If you encounter the following error when attempting to resume a pipestance:

RuntimeError: pipestance 'sample345' already exists with different invocation file /home/jdoe/runs/sample345/_invocation

you are attempting to resume a pipestance using command-line arguments that are different from those used to first run it. You can view the parameters input to the existing pipeline by examining the _log file located in the output directory (e.g., head -n20 /home/jdoe/runs/sample345/_log)

Alerts

During de novo assembly supernova run collects metrics that characterize the quality of input data. These metrics capture the quality of various stages of the data preparation workflow, including library preparation and sequencing. When the data are less than ideal we raise alerts that are displayed in the pipeline output after pipeline execution completes.

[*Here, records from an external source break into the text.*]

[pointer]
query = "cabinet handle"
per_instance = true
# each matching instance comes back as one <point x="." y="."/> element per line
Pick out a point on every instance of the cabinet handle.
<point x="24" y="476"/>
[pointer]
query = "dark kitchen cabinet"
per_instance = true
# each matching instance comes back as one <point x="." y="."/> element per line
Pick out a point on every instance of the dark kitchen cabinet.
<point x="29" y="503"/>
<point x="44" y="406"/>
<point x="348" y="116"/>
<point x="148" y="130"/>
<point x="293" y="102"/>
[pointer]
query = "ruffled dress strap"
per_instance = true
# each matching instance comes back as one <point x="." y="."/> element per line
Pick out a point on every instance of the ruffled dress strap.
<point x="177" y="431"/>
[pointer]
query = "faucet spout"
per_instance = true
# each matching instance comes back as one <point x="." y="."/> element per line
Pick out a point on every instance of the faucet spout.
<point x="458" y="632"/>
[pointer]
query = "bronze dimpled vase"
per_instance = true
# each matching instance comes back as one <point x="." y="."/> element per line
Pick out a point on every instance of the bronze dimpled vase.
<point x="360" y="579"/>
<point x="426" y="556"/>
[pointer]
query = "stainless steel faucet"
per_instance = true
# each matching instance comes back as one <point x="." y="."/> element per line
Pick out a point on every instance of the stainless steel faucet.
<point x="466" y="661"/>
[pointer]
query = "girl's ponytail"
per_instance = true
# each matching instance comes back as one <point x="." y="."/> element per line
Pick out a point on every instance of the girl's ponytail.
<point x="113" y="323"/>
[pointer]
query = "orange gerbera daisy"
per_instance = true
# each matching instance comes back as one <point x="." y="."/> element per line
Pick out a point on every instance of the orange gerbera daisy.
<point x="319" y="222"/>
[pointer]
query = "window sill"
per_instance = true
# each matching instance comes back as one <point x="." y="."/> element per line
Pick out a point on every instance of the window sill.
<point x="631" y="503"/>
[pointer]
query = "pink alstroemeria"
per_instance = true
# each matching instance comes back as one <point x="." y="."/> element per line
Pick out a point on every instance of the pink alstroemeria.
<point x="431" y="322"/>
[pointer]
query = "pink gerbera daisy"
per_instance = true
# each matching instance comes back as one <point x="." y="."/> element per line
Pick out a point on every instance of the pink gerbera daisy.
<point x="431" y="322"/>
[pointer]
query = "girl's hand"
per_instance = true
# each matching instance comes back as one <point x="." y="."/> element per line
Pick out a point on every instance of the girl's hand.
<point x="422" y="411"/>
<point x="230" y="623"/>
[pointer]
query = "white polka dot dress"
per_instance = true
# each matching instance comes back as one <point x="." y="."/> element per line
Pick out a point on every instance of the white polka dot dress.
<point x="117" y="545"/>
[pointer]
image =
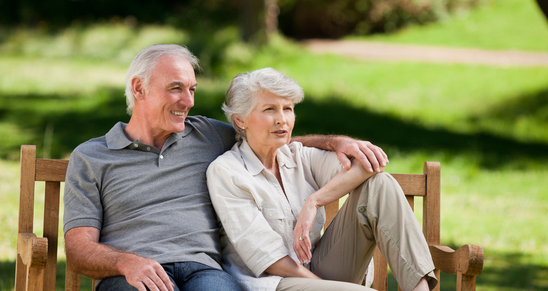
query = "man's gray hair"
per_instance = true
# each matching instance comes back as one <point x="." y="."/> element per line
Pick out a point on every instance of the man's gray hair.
<point x="145" y="61"/>
<point x="242" y="93"/>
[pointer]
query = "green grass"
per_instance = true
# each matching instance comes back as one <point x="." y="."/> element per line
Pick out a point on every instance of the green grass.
<point x="486" y="125"/>
<point x="498" y="25"/>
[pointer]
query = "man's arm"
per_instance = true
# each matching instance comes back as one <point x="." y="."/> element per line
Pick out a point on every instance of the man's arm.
<point x="95" y="260"/>
<point x="368" y="154"/>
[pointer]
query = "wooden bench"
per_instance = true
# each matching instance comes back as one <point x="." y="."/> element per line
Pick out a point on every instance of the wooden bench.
<point x="36" y="266"/>
<point x="466" y="262"/>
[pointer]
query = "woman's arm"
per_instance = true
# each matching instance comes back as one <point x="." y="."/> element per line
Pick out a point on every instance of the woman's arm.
<point x="341" y="184"/>
<point x="287" y="267"/>
<point x="369" y="155"/>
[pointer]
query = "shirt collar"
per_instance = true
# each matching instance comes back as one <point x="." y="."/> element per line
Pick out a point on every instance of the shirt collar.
<point x="254" y="165"/>
<point x="116" y="138"/>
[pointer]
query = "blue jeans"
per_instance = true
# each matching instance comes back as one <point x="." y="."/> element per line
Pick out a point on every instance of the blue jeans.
<point x="187" y="276"/>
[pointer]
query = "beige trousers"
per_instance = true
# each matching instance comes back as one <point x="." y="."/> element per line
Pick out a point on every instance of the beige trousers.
<point x="376" y="213"/>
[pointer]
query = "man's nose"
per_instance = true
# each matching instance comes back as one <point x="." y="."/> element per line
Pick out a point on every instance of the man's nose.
<point x="187" y="98"/>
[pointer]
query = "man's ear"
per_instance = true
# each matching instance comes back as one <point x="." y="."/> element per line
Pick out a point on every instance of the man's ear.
<point x="137" y="87"/>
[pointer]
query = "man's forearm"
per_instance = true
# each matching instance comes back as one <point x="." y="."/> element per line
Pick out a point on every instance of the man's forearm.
<point x="92" y="259"/>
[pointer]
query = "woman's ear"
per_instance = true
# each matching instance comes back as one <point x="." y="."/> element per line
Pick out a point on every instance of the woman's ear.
<point x="239" y="122"/>
<point x="137" y="88"/>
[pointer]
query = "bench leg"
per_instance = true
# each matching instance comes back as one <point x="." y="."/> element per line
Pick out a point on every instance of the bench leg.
<point x="466" y="282"/>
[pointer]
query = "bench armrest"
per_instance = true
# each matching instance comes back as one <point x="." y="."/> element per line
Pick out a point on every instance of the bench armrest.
<point x="467" y="260"/>
<point x="32" y="250"/>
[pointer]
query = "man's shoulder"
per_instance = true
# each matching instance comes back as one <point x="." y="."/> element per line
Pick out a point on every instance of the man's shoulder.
<point x="200" y="121"/>
<point x="230" y="157"/>
<point x="92" y="145"/>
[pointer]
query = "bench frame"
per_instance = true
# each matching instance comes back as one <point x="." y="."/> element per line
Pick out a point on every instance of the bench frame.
<point x="36" y="265"/>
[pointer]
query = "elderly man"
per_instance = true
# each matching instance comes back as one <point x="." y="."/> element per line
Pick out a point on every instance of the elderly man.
<point x="137" y="209"/>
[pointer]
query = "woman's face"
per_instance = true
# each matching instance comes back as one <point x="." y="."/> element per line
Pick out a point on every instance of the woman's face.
<point x="270" y="123"/>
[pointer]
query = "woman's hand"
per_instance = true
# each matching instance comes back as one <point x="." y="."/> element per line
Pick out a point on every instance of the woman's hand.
<point x="372" y="157"/>
<point x="301" y="233"/>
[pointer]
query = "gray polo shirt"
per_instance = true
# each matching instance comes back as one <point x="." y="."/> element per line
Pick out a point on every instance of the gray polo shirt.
<point x="153" y="202"/>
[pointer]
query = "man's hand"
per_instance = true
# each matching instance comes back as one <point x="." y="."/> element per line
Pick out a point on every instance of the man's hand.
<point x="143" y="273"/>
<point x="369" y="155"/>
<point x="95" y="260"/>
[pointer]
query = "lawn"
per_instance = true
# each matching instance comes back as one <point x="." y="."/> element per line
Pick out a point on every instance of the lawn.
<point x="485" y="124"/>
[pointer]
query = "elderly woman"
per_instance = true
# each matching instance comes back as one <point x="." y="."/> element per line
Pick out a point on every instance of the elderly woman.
<point x="268" y="193"/>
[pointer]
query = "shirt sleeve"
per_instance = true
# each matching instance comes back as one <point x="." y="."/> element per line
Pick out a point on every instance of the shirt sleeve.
<point x="256" y="242"/>
<point x="82" y="199"/>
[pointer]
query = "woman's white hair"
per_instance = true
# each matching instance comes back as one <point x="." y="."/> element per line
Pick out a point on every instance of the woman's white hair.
<point x="244" y="88"/>
<point x="145" y="61"/>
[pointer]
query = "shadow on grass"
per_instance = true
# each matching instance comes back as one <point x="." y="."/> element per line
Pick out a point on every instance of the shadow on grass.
<point x="337" y="117"/>
<point x="501" y="271"/>
<point x="7" y="277"/>
<point x="70" y="121"/>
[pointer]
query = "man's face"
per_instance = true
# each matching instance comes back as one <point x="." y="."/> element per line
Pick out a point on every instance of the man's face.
<point x="169" y="95"/>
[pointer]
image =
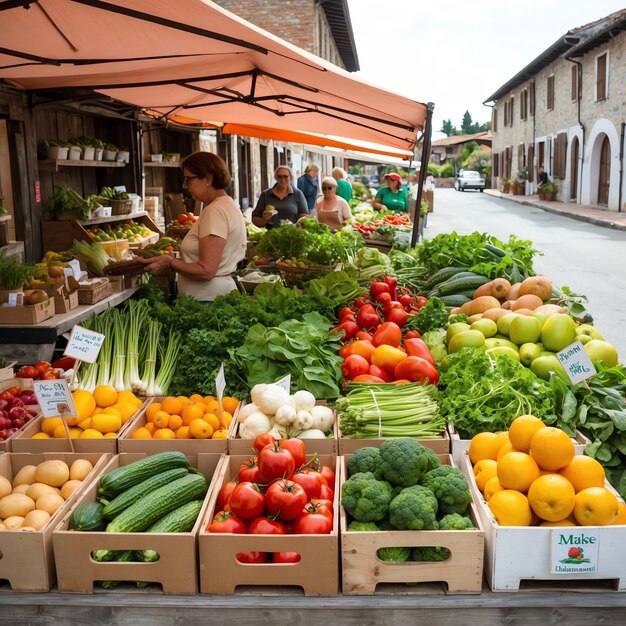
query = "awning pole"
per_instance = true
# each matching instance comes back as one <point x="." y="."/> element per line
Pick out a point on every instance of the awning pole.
<point x="423" y="172"/>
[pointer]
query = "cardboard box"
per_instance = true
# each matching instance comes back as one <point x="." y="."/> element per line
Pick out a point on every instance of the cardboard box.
<point x="362" y="570"/>
<point x="27" y="561"/>
<point x="26" y="314"/>
<point x="317" y="572"/>
<point x="517" y="553"/>
<point x="177" y="568"/>
<point x="151" y="446"/>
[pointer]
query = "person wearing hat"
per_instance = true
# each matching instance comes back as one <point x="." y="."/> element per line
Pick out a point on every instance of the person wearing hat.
<point x="393" y="197"/>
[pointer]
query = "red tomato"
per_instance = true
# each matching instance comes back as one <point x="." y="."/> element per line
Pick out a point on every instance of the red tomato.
<point x="416" y="369"/>
<point x="266" y="526"/>
<point x="354" y="366"/>
<point x="251" y="557"/>
<point x="248" y="471"/>
<point x="246" y="501"/>
<point x="227" y="522"/>
<point x="285" y="557"/>
<point x="275" y="462"/>
<point x="388" y="334"/>
<point x="262" y="440"/>
<point x="297" y="449"/>
<point x="285" y="499"/>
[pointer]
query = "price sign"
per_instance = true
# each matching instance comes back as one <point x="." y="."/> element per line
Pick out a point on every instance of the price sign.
<point x="84" y="344"/>
<point x="54" y="397"/>
<point x="576" y="362"/>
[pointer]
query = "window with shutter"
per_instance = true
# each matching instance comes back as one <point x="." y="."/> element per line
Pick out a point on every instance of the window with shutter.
<point x="601" y="76"/>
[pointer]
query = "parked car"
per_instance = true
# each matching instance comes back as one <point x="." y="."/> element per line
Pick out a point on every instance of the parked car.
<point x="469" y="179"/>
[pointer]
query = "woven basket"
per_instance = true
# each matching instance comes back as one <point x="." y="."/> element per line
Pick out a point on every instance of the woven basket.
<point x="121" y="207"/>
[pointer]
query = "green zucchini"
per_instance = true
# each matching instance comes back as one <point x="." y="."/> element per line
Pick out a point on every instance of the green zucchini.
<point x="122" y="478"/>
<point x="88" y="517"/>
<point x="146" y="510"/>
<point x="128" y="497"/>
<point x="180" y="520"/>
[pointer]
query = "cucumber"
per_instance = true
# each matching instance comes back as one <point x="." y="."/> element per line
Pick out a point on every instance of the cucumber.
<point x="128" y="497"/>
<point x="122" y="478"/>
<point x="146" y="510"/>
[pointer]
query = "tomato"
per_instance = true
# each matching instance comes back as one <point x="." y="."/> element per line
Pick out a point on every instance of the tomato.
<point x="246" y="501"/>
<point x="266" y="526"/>
<point x="285" y="499"/>
<point x="227" y="522"/>
<point x="225" y="492"/>
<point x="417" y="347"/>
<point x="416" y="369"/>
<point x="248" y="471"/>
<point x="251" y="557"/>
<point x="297" y="449"/>
<point x="262" y="440"/>
<point x="275" y="462"/>
<point x="354" y="365"/>
<point x="316" y="519"/>
<point x="285" y="557"/>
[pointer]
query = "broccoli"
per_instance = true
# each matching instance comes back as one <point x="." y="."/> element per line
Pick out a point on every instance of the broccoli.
<point x="366" y="460"/>
<point x="454" y="521"/>
<point x="430" y="553"/>
<point x="363" y="527"/>
<point x="365" y="498"/>
<point x="404" y="460"/>
<point x="450" y="488"/>
<point x="414" y="509"/>
<point x="394" y="555"/>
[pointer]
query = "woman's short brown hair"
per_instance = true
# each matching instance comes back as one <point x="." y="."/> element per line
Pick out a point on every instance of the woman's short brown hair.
<point x="203" y="164"/>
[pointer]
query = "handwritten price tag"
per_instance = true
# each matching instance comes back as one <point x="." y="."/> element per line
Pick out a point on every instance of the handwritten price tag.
<point x="84" y="344"/>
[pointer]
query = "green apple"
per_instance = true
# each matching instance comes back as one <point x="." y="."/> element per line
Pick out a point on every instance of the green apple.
<point x="524" y="329"/>
<point x="528" y="352"/>
<point x="466" y="339"/>
<point x="558" y="331"/>
<point x="487" y="327"/>
<point x="599" y="350"/>
<point x="455" y="328"/>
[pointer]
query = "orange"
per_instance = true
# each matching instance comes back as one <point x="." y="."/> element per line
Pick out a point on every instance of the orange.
<point x="483" y="471"/>
<point x="171" y="405"/>
<point x="551" y="448"/>
<point x="484" y="446"/>
<point x="491" y="486"/>
<point x="200" y="429"/>
<point x="105" y="395"/>
<point x="595" y="506"/>
<point x="510" y="508"/>
<point x="521" y="430"/>
<point x="141" y="433"/>
<point x="583" y="471"/>
<point x="517" y="470"/>
<point x="551" y="497"/>
<point x="151" y="410"/>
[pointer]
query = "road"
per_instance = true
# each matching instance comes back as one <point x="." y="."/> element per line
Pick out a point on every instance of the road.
<point x="589" y="259"/>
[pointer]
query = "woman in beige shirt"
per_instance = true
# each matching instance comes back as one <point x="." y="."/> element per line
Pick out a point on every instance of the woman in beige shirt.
<point x="216" y="242"/>
<point x="331" y="209"/>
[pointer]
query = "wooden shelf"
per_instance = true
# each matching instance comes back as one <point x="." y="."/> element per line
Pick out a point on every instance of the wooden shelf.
<point x="54" y="165"/>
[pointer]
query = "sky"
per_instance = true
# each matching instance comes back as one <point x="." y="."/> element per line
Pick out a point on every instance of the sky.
<point x="457" y="53"/>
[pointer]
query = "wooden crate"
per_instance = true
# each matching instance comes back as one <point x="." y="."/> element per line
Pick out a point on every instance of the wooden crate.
<point x="27" y="558"/>
<point x="317" y="572"/>
<point x="514" y="554"/>
<point x="176" y="569"/>
<point x="362" y="570"/>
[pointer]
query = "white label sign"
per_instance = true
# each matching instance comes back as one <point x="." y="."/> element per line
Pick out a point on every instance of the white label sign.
<point x="54" y="397"/>
<point x="576" y="362"/>
<point x="574" y="550"/>
<point x="84" y="344"/>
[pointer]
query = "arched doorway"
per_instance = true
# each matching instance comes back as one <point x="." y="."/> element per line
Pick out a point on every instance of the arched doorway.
<point x="573" y="178"/>
<point x="604" y="177"/>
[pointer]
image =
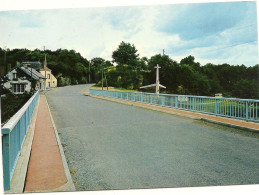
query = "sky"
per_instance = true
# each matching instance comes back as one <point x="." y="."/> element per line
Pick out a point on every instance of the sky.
<point x="212" y="32"/>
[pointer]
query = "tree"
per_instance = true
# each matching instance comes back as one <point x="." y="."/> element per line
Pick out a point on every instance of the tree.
<point x="190" y="61"/>
<point x="125" y="54"/>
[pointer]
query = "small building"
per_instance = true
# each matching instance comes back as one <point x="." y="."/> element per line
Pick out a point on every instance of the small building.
<point x="50" y="80"/>
<point x="23" y="79"/>
<point x="218" y="95"/>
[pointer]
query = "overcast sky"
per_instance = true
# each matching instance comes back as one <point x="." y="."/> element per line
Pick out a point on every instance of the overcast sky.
<point x="223" y="32"/>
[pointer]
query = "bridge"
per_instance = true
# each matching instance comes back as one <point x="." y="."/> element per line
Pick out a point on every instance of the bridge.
<point x="121" y="140"/>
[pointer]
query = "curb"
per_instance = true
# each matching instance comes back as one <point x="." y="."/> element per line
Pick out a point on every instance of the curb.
<point x="178" y="114"/>
<point x="69" y="186"/>
<point x="230" y="125"/>
<point x="20" y="172"/>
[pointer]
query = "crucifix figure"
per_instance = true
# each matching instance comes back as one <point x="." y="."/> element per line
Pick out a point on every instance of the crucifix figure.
<point x="157" y="84"/>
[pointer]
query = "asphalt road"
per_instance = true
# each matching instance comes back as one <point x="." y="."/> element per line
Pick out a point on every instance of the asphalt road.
<point x="109" y="145"/>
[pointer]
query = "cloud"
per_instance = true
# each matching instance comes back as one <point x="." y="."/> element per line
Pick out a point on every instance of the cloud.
<point x="201" y="20"/>
<point x="181" y="29"/>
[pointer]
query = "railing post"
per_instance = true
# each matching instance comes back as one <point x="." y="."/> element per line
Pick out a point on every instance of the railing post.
<point x="216" y="107"/>
<point x="193" y="103"/>
<point x="162" y="100"/>
<point x="246" y="110"/>
<point x="6" y="160"/>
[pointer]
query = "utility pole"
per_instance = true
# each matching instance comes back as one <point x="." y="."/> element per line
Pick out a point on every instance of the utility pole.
<point x="157" y="78"/>
<point x="106" y="80"/>
<point x="5" y="60"/>
<point x="89" y="70"/>
<point x="102" y="76"/>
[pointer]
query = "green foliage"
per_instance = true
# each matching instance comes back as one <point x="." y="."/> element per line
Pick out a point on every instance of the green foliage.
<point x="126" y="54"/>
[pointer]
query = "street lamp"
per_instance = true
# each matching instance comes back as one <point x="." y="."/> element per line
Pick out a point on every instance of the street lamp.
<point x="89" y="70"/>
<point x="5" y="60"/>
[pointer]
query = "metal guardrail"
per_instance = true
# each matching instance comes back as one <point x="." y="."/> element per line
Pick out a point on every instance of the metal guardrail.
<point x="244" y="109"/>
<point x="13" y="136"/>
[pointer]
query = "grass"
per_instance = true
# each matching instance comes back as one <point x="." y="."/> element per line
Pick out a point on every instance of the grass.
<point x="113" y="89"/>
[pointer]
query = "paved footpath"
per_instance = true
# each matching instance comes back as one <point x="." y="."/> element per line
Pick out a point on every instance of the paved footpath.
<point x="45" y="171"/>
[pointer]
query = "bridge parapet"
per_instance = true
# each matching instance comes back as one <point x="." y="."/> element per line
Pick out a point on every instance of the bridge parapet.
<point x="243" y="109"/>
<point x="13" y="136"/>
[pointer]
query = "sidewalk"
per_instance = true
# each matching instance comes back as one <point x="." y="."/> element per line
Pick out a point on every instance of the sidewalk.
<point x="251" y="126"/>
<point x="47" y="171"/>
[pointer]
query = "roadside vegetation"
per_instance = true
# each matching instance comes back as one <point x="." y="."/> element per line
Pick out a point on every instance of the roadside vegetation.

For example, if the user runs Supernova with paired-end reads of length 140 bases, the following alert is displayed:

Alerts:
We observe many reads shorter than 150 bases.The ideal read length for Supernova is 150 bases. Reads shorter than the ideal length are likely to yield a lower quality assembly.

In rare cases, when we detect serious issues with the input data that render the output of supernova run to be completely unreliable, we terminate execution. For example, if we find that a large majority of the reads do not have valid 10x barcodes, we exit with the following message:

[error] The fraction of input reads having valid barcodes is 20.3 percent, whereas the ideal is at least 80 percent. This condition could have multiple causes including wrong library type, failed library construction and low sequence quality on the barcode bases. This could have a severe effect on assembly performance, and Supernova has not been tested on data with these properties, so execution will be terminated.